External authentication for PowerDNS built-in web interface

I’ve been working with PowerDNS recently to replace our old Bind servers. One small issue I’ve had with the program, though, is that it’s built-in Web interface that displays statistics about the running server only works with a username and password. I didn’t particularly like this setup, because it means that everybody that needs access to it has the same password.

So, I configured the PowerDNS web server to only listen on the localhost, and the created an Apache instance on the server to perform the authentication, and then do a proxy lookup on the PowerDNS Web Interface.

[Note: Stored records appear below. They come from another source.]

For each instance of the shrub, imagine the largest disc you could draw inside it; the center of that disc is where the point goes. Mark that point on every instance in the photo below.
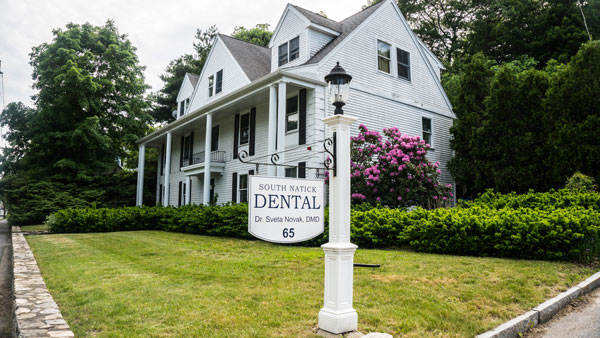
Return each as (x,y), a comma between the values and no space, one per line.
(394,171)
(581,182)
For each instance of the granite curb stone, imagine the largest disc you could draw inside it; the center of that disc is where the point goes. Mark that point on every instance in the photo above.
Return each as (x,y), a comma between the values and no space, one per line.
(37,313)
(543,312)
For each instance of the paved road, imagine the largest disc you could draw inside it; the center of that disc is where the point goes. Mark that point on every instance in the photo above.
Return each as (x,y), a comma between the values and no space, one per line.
(584,322)
(6,276)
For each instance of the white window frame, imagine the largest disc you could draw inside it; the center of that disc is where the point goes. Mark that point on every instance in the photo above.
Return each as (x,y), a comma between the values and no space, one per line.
(398,64)
(288,51)
(239,188)
(377,41)
(289,131)
(431,133)
(211,85)
(295,169)
(240,131)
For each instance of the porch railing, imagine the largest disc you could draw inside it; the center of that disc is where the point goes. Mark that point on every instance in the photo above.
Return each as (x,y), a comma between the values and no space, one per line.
(219,156)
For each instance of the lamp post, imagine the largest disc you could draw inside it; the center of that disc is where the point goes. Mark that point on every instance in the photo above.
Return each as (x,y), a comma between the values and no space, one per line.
(337,315)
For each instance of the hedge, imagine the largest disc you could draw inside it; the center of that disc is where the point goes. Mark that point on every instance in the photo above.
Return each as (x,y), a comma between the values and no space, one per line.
(550,226)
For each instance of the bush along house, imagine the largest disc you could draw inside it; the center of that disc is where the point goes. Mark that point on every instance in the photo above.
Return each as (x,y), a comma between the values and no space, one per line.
(262,101)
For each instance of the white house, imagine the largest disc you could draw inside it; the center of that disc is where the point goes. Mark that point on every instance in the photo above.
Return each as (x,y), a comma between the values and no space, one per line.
(267,101)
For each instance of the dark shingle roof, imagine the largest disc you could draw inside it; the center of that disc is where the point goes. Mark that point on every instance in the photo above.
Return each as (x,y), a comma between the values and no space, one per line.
(193,78)
(255,60)
(319,19)
(348,25)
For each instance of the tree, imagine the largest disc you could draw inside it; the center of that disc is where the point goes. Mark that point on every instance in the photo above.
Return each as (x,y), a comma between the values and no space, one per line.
(89,110)
(259,35)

PowerDNS Configuration from /etc/powerdns/pdns.conf

## Start the webserver for statistical information
webserver=yes
webserver-address=127.0.0.1
webserver-password=
webserver-port=9099

Apache Configuration
I just put this file in /etc/httpd/conf.d/pdns.conf You can use any type of authentication here that Apache supports, just like you would use in a .htaccess file

<Location /pdns/>
  AuthType Basic
  AuthName “Admin”
  AuthUserFile /var/www/html/.htpasswd
  Require valid-user
</Location>
ProxyPass /pdns http://127.0.0.1:9099/
ProxyPassReverse /pdns http://127.0.0.1:9099/

Impressed with PowerDNS

I’ve spent the last couple weeks working with PowerDNS. We’re migrating our old BIND servers over to new PowerDNS servers that use a MySQL backend. Installation was fairly easy, because things were well documented. The application has worked perfectly, and when I emailed their mailing list to ask about a configuration setting that wasn’t documented, I got a useful reply within minutes.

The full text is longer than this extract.